17 tornaram-se réus em acusação realizada pela FT Greenfield, por crimes cometidos no âmbito do Banco Regional de Brasília

Justiça Federal aceita denúncias oferecidas na Operação Circus Maximus

A Justiça Federal recebeu, na tarde dessa quinta-feira (7), a denúncia oferecida pela Força-Tarefa Greenfield, na operação Circus Maximus. Os procuradores da FT pediram a condenação de 17 pessoas por praticarem ilegalidades envolvendo investimentos realizados pelo Banco Regional de Brasília (BRB). Os réus responderão, na medida de suas participações, por crimes contra o sistema financeiro, gestão fraudulenta, corrupção, lavagem de dinheiro, entre outros.

Ao aceitar a denúncia, o juiz federal Vallisney Oliveira explicou, na peça documental, que “está demonstrada até agora a plausibilidade das alegações contidas na denúncia em face da circunstanciada exposição dos fatos tidos por criminosos e as descrições das condutas em correspondência aos elementos que instruem a denúncia”.

A FT Greenfield pede, além da condenação dos envolvidos, o confisco de valores, bem como uma indenização correspondente ao triplo das quantias desviadas por cada um, a fim de satisfazer os danos materiais, morais e sociais causados. Segundo as investigações, os prejuízos foram de, aproximadamente, R$ 348 milhões ao BRB, aos participantes de fundos de pensão e RPPS, aos poupadores e ao sistema financeiro nacional.

A denúncia se concentrou em fraudes praticadas pelos réus que justificaram os investimentos em, pelo menos, dois empreendimentos: o FIP LSH (relacionando ao antigo Trump Hotel, na Barra da Tijuca) e o FII SIA (relacionado ao empreendimento Praça Capital, desenvolvido pela Odebrecht Realizações e pela Brasal Incorporações). O esquema era articulado mediante o pagamento de propinas.


Prisões – Seguindo entendimento da FT Greenfield, no dia 26 de fevereiro, o Tribunal Regional Federal da 1ª Região (TRF1) decidiu pela manutenção das prisões de cinco acusados na Operação Circus Maximus. Vasco Cunha Gonçalves, Ricardo Leal, Felipe Bedran Calil, Henrique Domingues Neto tiveram os habeas corpus negados pela decisão colegiada do tribunal. Paulo Renato de Oliveira Figueiredo Filho não chegou a conseguir o HC nem mesmo por liminar. Com exceção de Paulo Renato – que se encontra foragido - os outros quatro já se entregaram à Polícia Federal e foram encaminhados para os presídios.

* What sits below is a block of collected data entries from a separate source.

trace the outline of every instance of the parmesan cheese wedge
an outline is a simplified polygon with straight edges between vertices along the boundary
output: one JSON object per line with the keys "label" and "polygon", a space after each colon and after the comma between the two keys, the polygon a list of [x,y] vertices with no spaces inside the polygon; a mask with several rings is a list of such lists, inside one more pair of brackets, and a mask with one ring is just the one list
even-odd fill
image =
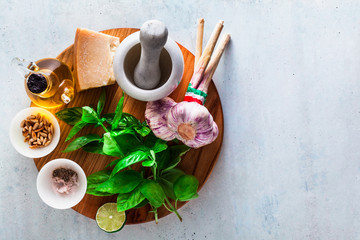
{"label": "parmesan cheese wedge", "polygon": [[118,37],[78,28],[74,43],[77,91],[115,83],[113,58],[119,46]]}

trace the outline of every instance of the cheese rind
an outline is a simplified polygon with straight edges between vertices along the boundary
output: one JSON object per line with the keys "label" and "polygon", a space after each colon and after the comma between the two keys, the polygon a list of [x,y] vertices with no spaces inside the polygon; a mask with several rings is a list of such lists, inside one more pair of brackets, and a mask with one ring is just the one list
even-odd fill
{"label": "cheese rind", "polygon": [[113,58],[119,46],[118,37],[78,28],[74,43],[77,91],[115,83]]}

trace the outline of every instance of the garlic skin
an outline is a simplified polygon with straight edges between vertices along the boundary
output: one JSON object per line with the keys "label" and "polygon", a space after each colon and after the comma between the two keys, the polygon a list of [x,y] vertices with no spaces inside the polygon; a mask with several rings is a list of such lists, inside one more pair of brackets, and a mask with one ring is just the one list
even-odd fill
{"label": "garlic skin", "polygon": [[208,109],[195,102],[180,102],[171,107],[167,127],[177,139],[192,148],[212,143],[219,134]]}
{"label": "garlic skin", "polygon": [[167,126],[167,113],[175,105],[176,102],[169,97],[146,104],[145,119],[147,124],[156,137],[165,141],[171,141],[175,138],[175,132]]}

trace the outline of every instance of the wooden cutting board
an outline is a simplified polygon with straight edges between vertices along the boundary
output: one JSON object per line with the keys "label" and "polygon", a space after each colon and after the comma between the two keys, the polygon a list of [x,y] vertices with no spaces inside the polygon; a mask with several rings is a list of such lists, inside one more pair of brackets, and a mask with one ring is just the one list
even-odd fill
{"label": "wooden cutting board", "polygon": [[[113,35],[120,38],[122,41],[128,35],[133,32],[138,31],[139,29],[133,28],[117,28],[102,31],[103,33]],[[186,48],[178,44],[181,52],[184,57],[184,74],[178,88],[170,95],[175,101],[180,102],[183,100],[187,86],[190,82],[193,70],[194,70],[194,55],[191,54]],[[73,64],[73,45],[65,49],[57,59],[67,64],[70,69],[74,70]],[[122,90],[117,84],[112,86],[105,87],[106,89],[106,103],[103,113],[115,112],[116,105],[121,97]],[[96,106],[97,101],[101,94],[101,88],[92,89],[77,93],[75,99],[68,105],[68,107],[81,107],[81,106]],[[32,104],[33,105],[33,104]],[[124,100],[124,112],[133,114],[135,117],[144,121],[144,112],[145,112],[146,102],[141,102],[135,100],[129,96],[125,96]],[[206,100],[205,106],[209,109],[210,113],[214,117],[215,122],[219,127],[219,136],[218,138],[210,145],[202,147],[200,149],[191,149],[182,159],[179,164],[179,168],[185,171],[187,174],[194,175],[199,180],[199,190],[205,184],[206,180],[210,176],[211,171],[213,170],[215,163],[219,157],[221,144],[223,140],[224,128],[223,128],[223,111],[221,107],[221,102],[219,94],[216,90],[214,83],[211,83],[208,91],[208,97]],[[55,113],[60,109],[64,108],[50,109],[51,112]],[[89,176],[90,174],[104,169],[104,167],[115,160],[116,158],[87,153],[82,150],[77,150],[70,153],[63,153],[62,151],[67,147],[69,142],[65,143],[65,138],[67,137],[71,126],[67,125],[63,121],[59,120],[61,137],[60,142],[56,149],[49,155],[34,159],[36,167],[40,170],[47,162],[56,158],[68,158],[77,162],[85,171],[85,174]],[[76,136],[83,136],[88,133],[98,133],[102,134],[103,130],[101,128],[93,128],[92,126],[85,127],[81,130]],[[75,136],[75,137],[76,137]],[[201,196],[198,199],[192,201],[204,201]],[[86,194],[82,201],[77,204],[73,209],[87,217],[95,219],[96,211],[98,208],[106,202],[116,202],[116,195],[110,197],[97,197]],[[178,208],[182,207],[185,203],[179,202]],[[127,211],[127,222],[126,224],[137,224],[144,223],[154,220],[154,215],[149,213],[150,207],[146,205],[145,207],[129,210]],[[159,218],[162,218],[168,215],[168,212],[164,207],[158,209]],[[180,212],[181,215],[181,212]],[[186,219],[184,219],[186,221]],[[160,220],[161,222],[161,220]]]}

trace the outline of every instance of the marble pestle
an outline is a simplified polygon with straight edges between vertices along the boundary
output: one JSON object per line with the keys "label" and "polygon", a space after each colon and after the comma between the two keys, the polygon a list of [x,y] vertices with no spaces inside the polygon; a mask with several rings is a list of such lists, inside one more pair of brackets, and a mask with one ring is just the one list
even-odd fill
{"label": "marble pestle", "polygon": [[168,30],[158,20],[145,22],[140,28],[141,55],[134,71],[134,82],[142,89],[154,89],[161,78],[160,54],[168,38]]}

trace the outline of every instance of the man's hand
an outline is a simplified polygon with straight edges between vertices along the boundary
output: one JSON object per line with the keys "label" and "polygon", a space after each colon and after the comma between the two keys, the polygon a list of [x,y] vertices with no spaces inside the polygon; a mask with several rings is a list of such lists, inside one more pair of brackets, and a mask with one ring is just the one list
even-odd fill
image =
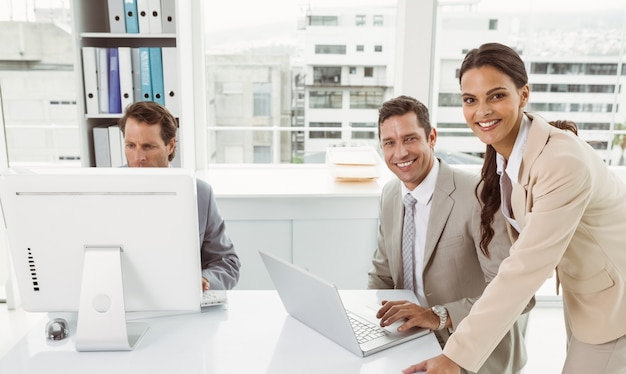
{"label": "man's hand", "polygon": [[411,327],[423,327],[435,330],[439,327],[439,317],[430,308],[424,308],[410,301],[387,301],[383,300],[383,306],[376,313],[380,318],[380,326],[386,327],[398,320],[406,319],[398,331],[406,331]]}
{"label": "man's hand", "polygon": [[209,281],[205,277],[202,277],[202,291],[208,291],[210,288],[211,285],[209,284]]}
{"label": "man's hand", "polygon": [[422,361],[419,364],[411,365],[402,370],[402,374],[426,372],[428,374],[460,374],[461,368],[443,354]]}

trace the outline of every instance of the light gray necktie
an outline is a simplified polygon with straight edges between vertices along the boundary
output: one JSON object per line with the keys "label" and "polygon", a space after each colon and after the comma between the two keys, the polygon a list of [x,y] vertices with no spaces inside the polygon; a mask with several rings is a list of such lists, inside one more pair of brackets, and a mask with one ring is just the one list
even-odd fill
{"label": "light gray necktie", "polygon": [[404,224],[402,225],[402,269],[404,288],[415,291],[415,203],[410,193],[404,196]]}

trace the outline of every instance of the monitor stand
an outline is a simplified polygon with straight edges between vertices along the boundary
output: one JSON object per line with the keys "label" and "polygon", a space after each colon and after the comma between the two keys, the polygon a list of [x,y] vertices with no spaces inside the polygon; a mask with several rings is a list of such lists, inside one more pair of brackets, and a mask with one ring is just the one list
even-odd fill
{"label": "monitor stand", "polygon": [[122,251],[122,246],[85,246],[77,351],[130,351],[148,330],[146,323],[126,323]]}

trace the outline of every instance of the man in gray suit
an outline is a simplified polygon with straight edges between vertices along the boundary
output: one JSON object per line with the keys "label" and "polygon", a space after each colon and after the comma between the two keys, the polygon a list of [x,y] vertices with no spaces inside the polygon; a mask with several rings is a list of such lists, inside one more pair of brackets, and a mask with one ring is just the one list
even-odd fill
{"label": "man in gray suit", "polygon": [[[434,330],[443,347],[495,277],[511,242],[497,215],[494,238],[481,247],[478,173],[453,169],[434,156],[437,131],[426,106],[408,96],[391,99],[379,110],[378,130],[385,162],[397,179],[381,195],[368,286],[413,290],[419,305],[386,301],[377,317],[381,326],[404,319],[401,330]],[[411,201],[408,206],[405,200]],[[531,300],[527,310],[533,305]],[[516,323],[480,373],[516,373],[525,364],[523,329]]]}
{"label": "man in gray suit", "polygon": [[[152,101],[130,104],[119,121],[129,167],[169,167],[176,152],[176,120]],[[226,235],[211,186],[197,179],[202,289],[224,290],[237,285],[239,257]],[[164,218],[167,219],[167,212]],[[176,224],[176,223],[174,223]]]}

As prisões foram requeridas pela FT Greenfield em janeiro, quando a operação foi deflagrada.No entanto, em decisão liminar proferida pelo relator do caso -o desembargador Ney Bello – alguns investigados obtiveram a concessão de habeas corpus, ou a conversão da detenção em prisão domiciliar, como foi o caso de Ricardo Leal.

Diferente do entendimento do relator, a 3ª Turma do TRF 1 seguiu a tese sustentada pela FT Greenfield e determinou a efetiva prisão dos cinco investigados. Os votos favoráveis ao MPF foram proferidos pelos desembargadores Hilton Queiroz e Mônica Sifuentes.